LegalScope studies a simple question with high stakes for legal AI evaluation: do strong public legal-exam scores actually transfer to real-case legal reasoning?
LegalScope pairs scalable public legal-exam tasks with lawyer-reviewed, de-identified Chinese civil judgment analysis. The public repository is intentionally a preview: it documents the research question, benchmark design, evaluation counts, scoring protocol, release boundary, and reproducible helper code without publishing the paper draft, full workbook, model outputs, human review sheets, or non-de-identified case materials.
| If you want to understand... | Read |
|---|---|
| The research idea and motivation | Project Brief |
| Main empirical findings and figures | Results Summary |
| Dataset scope and release boundary | Data Card |
| Scoring design | Scoring Rubric |
| Human validation protocol | Annotation Protocol |
| Component | Count |
|---|---|
| Public legal-exam questions | 868 |
| Real-case issue-stance prompts | 76 |
| De-identified Chinese civil judgments | 15 |
| Legal issues extracted from judgments | 38 |
| Model groups evaluated | 20 |
| Public-exam model responses | 17,360 |
| Real-case model responses | 1,520 |
| Total dataset model responses | 18,880 |
| Human-validation responses | 1,800 |
The pipeline figure above is rendered from 8.pdf, which is referenced by the paper
source. The full paper PDF is not committed to this repository.
- Public-exam scores correlate with Chinese real-case scores at the model level
(Pearson
r = 0.835, Spearmanrho = 0.661), but rankings and reasoning-mode gains do not transfer uniformly. - Real-case legal reasoning exposes a constraint-extraction bottleneck: models write fluent legal arguments more easily than they recover the operative legal and factual conditions that control those arguments.
- Automated evaluation aligns strongly with human review on public-exam answers
(answer-level Pearson
r = 0.925) but weakens on real-case analysis (r = 0.450), showing why expert-grounded evaluation remains important.
assets/figures/
paper_collection_pipeline.png
paper_score_distribution.png
paper_transfer_model_judge.png
paper_transfer_human.png
data/
README.md
metadata/dataset_summary.json
metadata/model_groups.csv
metadata/source_composition.csv
sample/README.md
docs/
PROJECT_BRIEF.md
RESULTS_SUMMARY.md
DATA_CARD.md
SCORING_RUBRIC.md
ANNOTATION_PROTOCOL.md
AI_WORKFLOW.md
FIGURE_SOURCES.md
RELEASE_STATUS.md
scripts/
extract_public_sample.py
src/legalscope/
workbook.py
tests/
test_workbook.py
This repository does not publish:
- the paper draft or PDF;
- the full benchmark workbook;
- complete prompts, reference answers, model answers, or row-level model-output matrices;
- lawyer review sheets or adjudication notes;
- non-de-identified judgments or private source documents.
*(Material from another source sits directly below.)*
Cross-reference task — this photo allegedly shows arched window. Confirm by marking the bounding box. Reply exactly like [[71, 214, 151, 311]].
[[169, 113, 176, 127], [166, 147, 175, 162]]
The public code is a reproducibility scaffold for collaborators with authorized local access to the private workbook. It is not enough to reconstruct the full benchmark from the public repository alone.
LegalScope is a research benchmark for model evaluation. It is not legal advice, a legal research product, or a substitute for jurisdiction-specific legal review.